Hi
I would also go for the testdfsio option passing way
Once your write test is over you can check how many replicas were
created for each file with
hdfs fsck <path> -files -blocks
Ulul
Le 07/10/2014 09:27, Bart Vandewoestyne a écrit :
Hello list,
I would like to experiment with TestDFSIO and run some benchmarks
under different configuration settings. One of the things I would
like to experiment with is to see for example how the block
replication factor (dfs.replication) has an influence on the TestDFSIO
results.
I'm using the following version of Hadoop and CDH:
bart@sandy-quad-1:~$ hadoop version
Hadoop 2.3.0-cdh5.1.2
Subversion git://github.sf.cloudera.com/CDH/cdh.git -r
8e266e052e423af592871e2dfe09d54c03f6a0e8
Compiled by jenkins on 2014-08-26T01:36Z
Compiled with protoc 2.5.0
From source with checksum ec11b8ec19ca2bf3e7cb1bbe4ee182
This command was run using
/opt/cloudera/parcels/CDH-5.1.2-1.cdh5.1.2.p0.3/lib/hadoop/hadoop-common-2.3.0-cdh5.1.2.jar
My main problem is how I can easily change the replication factor for
each run of TestDFSIO. I see two options:
1) Change the dfs.replication configuration value in my Cloudera
Manager, restart my cluster, and re-run TestDFSIO.

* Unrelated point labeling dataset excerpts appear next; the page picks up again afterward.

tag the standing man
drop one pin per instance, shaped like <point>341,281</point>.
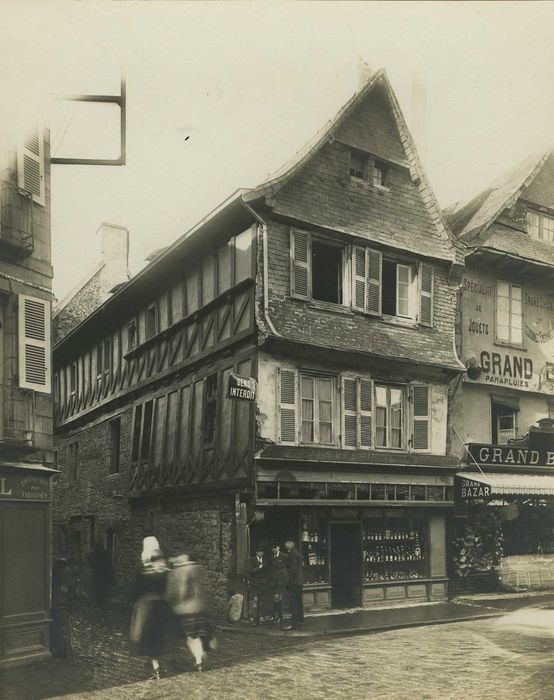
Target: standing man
<point>295,571</point>
<point>257,578</point>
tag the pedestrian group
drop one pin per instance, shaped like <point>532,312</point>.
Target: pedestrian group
<point>169,598</point>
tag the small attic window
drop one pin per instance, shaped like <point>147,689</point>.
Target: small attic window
<point>540,226</point>
<point>358,165</point>
<point>381,174</point>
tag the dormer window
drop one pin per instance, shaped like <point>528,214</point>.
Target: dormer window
<point>358,164</point>
<point>381,174</point>
<point>540,226</point>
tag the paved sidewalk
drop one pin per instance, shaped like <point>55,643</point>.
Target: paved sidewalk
<point>103,666</point>
<point>389,618</point>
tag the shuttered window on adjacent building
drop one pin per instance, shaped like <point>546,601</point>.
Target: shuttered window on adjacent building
<point>287,406</point>
<point>421,437</point>
<point>30,164</point>
<point>319,265</point>
<point>34,344</point>
<point>367,416</point>
<point>357,402</point>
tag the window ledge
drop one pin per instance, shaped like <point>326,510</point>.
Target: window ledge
<point>330,306</point>
<point>396,321</point>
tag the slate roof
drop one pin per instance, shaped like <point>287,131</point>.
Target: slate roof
<point>468,219</point>
<point>351,332</point>
<point>516,243</point>
<point>446,244</point>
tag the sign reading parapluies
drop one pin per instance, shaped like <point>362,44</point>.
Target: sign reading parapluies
<point>242,388</point>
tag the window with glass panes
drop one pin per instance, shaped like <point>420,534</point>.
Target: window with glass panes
<point>540,226</point>
<point>389,418</point>
<point>317,394</point>
<point>509,312</point>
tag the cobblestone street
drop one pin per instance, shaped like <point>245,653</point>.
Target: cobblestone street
<point>469,660</point>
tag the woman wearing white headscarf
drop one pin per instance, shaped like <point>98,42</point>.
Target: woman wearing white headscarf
<point>149,612</point>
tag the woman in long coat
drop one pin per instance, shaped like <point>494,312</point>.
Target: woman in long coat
<point>278,580</point>
<point>185,595</point>
<point>150,610</point>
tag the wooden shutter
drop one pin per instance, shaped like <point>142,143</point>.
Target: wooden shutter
<point>420,417</point>
<point>357,400</point>
<point>366,405</point>
<point>300,263</point>
<point>350,412</point>
<point>426,284</point>
<point>30,165</point>
<point>374,266</point>
<point>359,278</point>
<point>288,432</point>
<point>34,344</point>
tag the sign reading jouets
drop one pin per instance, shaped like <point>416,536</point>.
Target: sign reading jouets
<point>508,333</point>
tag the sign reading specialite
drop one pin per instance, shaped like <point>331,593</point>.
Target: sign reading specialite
<point>32,487</point>
<point>513,351</point>
<point>242,388</point>
<point>510,456</point>
<point>468,489</point>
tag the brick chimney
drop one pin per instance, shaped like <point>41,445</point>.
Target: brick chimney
<point>115,255</point>
<point>419,114</point>
<point>112,269</point>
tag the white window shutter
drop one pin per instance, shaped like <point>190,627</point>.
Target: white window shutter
<point>426,285</point>
<point>374,265</point>
<point>366,405</point>
<point>288,431</point>
<point>30,165</point>
<point>359,278</point>
<point>350,423</point>
<point>421,408</point>
<point>300,263</point>
<point>34,343</point>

2) Somehow pass the different dfs.replication option to the command
line of TestDFSIO. On
http://grokbase.com/t/cloudera/cdh-user/131zfsvves/testdfsio-slow-with-replication-1
I see that people run the TestDFSIO benchmark with the '-D
dfs.replication=1' option. This is probably the better way to go?
Method 1 seems cumbersome, and it looks like method 2 does not give
any errors on my cluster, but how can I check if TestDFSIO was indeed
run with the replication factor I specified with the -D option?
Kind regards,
Bart